When asked about the future strategy for the mega company, Morecroft couldn't give. "It's day one, we're just holding hands, we're not even at the altar yet in this marriage."
Not To Be
But 3 months later, Applica called off its union with the NACCO business. Instead, Applica announced a definitive agreement with affiliates of Harbinger Capital Partners Master Fund I, Ltd. and Harbinger Capital Partners Special Situations Fund, L.P. Harbinger Capital Partners already owns approximately 40 percent of Applica, making it the largest shareholder in the company, and will acquire all outstanding shares for $6 per share in cash. The offer was later revised to $6.50 per share.
Applica's board said the new deal was better than the NACCO deal, and terminated that merger in accordance with the terms of the agreement. The new transaction is not subject to any financing condition, the companies said. Completion of the transaction, expected in the first quarter of 2007, is subject to approval by Applica's shareholders and to regulatory approvals and other customary closing conditions.
NACCO Doesn't Take "No" for an Answer
As the year drew to an end, the situation grew more contentious. In mid-December, NACCO made an unsolicited bid for Applica shares, matching the price being offered by rival Harbinger, and filed a second complaint in U.S. court, this one seeking to block the Applica/Harbinger merger.

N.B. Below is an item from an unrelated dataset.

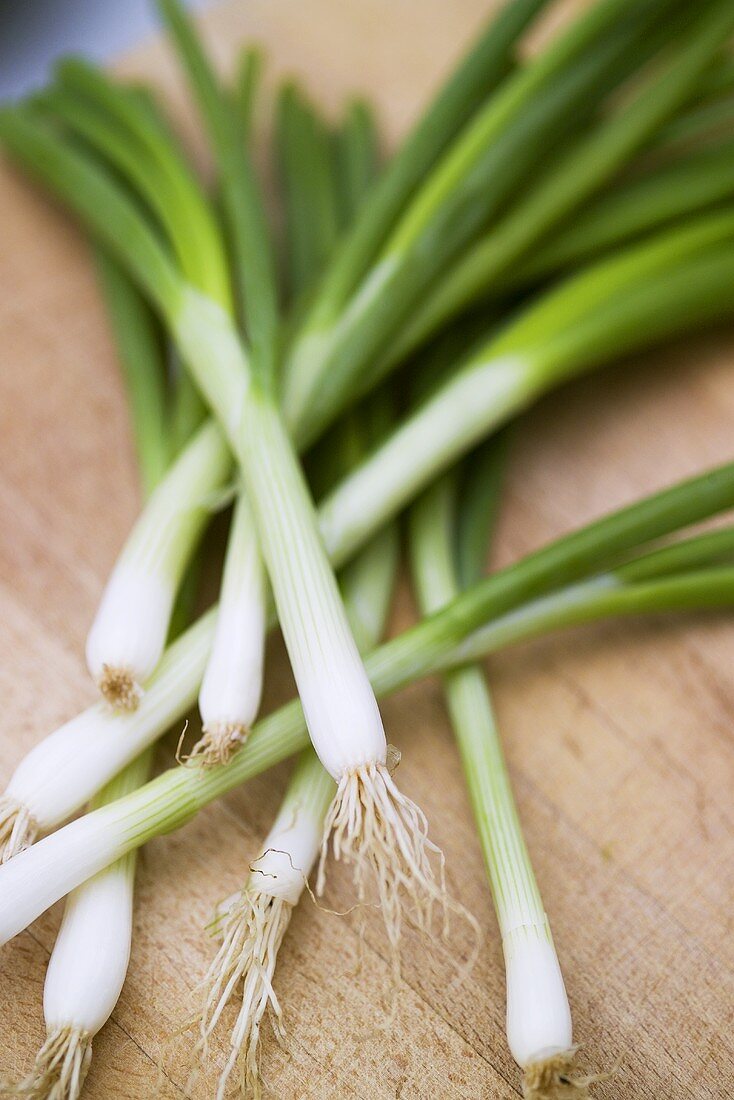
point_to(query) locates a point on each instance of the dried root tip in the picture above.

NACCO made an offer of U.S. $6.50 per share for all of outstanding shares of common stock of Applica. The offer was made via Apex Acquisition Corporation, a new Florida corporation and an indirect, wholly owned subsidiary of NACCO.

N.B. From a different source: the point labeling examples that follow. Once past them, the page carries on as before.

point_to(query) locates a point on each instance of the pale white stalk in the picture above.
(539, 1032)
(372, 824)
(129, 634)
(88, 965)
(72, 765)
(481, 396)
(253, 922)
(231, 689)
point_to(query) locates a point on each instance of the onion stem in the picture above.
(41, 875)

Applica's board said this week that it filed a formal response to the offer with the U.S. Securities and Exchange Commission and will mail a letter to shareholders, recommending that shareholders reject the NACCO offer and vote for the merger between Applica and Harbinger. Applica scheduled a meeting for Dec. 28, 2006 for the purpose of approving the merger between Applica and Harbinger. Applica said completion of the transaction is expected to occur shortly thereafter.
Lawsuit No. 2
Now Applica said another complaint was filed by NACCO, this time alleging that Applica and Harbinger violated securities laws and regulations. The complaint seeks declaratory and injunctive relief, including blocking the Harbinger/Applica merger and ordering Applica to correct alleged misstatements and omissions in its Dec. 4, 2006, proxy statement.
Applica said it believes that the action is without merit and intends to vigorously defend the lawsuit.